Aaaarrrr, me hearties!”

“Oo-arrr, me hearties!”

“No,” Captain Greyflash sagged, his voice returning to normal. He pinched the bridge of his nose with his left hand. “Not ‘oo-arr’. We’re pirates, not farmers.”

“Actually, Captain, I am a farmer,” piped up a smaller recruit. “I was travelling across to open a sugar farm on Barbados when you attacked our ship and pressed me into service.”

“It was always voluntary!” the Captain protested.

“Yes,” replied the recruit. “You said I had a choice. Join the crew or be cut into tiny pieces and fed to the marsupials.” A few crew members nodded approvingly at this threat. No-one on board knew what a marsupial was, for sure, but they knew they lived in Australasia and that was a feared and dangerous place.

“And you volunteered to join the crew,” Greyflash twiddled the end of his large beard into a point, then rolled it through his fingers. “Perfectly reasonable bargain I struck.”

“But-“

“NOW,” he roared, re-finding his professional voice. “BACK TO YER STATIONS, YER LILY-LIVERED SWABS OR I’LL KEELHAUL THE LOT O’ YER!!”

Later, in his self-consciously sumptuous cabin, Greyflash sat on the edge of his hammock and turned his cutlass over in his hands.

“Am I a good pirate?” he asked himself. “Is my work here true to the spirit of piracy?”

A noise made him look up. A puff of dust, red and shining, glittered in the sunlight slanting through the timbers of the ship. A laugh, tiny and delighted. Something zipped past his face and he felt a tiny pressure on one corner of his tricorn hat. He took it off to see what had landed there.
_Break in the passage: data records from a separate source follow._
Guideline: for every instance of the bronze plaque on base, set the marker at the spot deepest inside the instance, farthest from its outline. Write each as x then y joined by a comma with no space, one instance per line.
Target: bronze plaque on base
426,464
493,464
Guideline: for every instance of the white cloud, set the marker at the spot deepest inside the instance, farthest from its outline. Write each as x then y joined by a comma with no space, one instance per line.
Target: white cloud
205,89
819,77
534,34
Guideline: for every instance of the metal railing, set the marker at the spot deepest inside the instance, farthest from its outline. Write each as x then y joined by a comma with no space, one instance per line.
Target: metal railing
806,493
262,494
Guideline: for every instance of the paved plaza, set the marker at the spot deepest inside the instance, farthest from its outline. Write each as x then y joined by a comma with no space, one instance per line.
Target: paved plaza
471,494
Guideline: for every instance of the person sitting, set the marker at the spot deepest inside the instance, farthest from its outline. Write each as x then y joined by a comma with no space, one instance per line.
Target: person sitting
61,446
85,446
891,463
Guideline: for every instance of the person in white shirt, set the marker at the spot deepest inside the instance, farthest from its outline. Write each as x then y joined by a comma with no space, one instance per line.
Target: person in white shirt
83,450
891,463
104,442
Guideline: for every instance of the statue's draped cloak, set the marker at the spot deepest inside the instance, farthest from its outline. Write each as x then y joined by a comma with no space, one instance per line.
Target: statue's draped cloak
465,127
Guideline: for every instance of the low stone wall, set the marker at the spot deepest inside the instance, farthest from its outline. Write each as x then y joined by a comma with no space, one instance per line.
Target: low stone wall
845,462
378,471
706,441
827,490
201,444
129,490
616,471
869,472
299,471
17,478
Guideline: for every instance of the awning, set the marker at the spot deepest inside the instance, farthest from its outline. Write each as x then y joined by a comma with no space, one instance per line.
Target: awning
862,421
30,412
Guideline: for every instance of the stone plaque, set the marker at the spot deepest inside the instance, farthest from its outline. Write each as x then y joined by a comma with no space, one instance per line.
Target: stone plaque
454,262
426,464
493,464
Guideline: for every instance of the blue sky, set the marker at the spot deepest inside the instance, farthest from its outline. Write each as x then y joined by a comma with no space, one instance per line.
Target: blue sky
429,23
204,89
He was face to face with the tiniest person he had ever seen. A woman less than a hand’s width in height, entirely red. Red skin, red clothes. She grinned at him.

“I’m the Red Fairy, Captain Greyflash,” she said, in a voice like tinkling bells. “I’m here to grant you one wish, and one wish only. But I warn you… it must be a pirate wish!”

Captain Greyflash was almost too dumbfounded to think. However, he recovered himself magnificently and pulled himself to his full height to announce “I have no need of wishes! I am the most feared pirate of the Caribbean!”

“Suit yourself,” the Red Fairy shrugged, flying off his hat. “I can always give the wish to a member of the crew.”

“Wait. Wait.”

Back on deck, the crew lined up. The former farmer now sported a greasy bandana, foraged from who knows where. Captain Greyflash paced up and down the ranks.

“Arr, me hearties!” he cried.

“ARR, CAPTAIN!” the crew replied in perfect unison.

“What do we want?”

“BOOTY, CAP’N!” Oh, Cap’n, too. This was too perfect.

“And how do we get it?”

“PLUNDERING LANDLUBBERS!” a trill of red sparks whistled past the mizzenmast, noticed only by Captain Greyflash. Today would be a good day.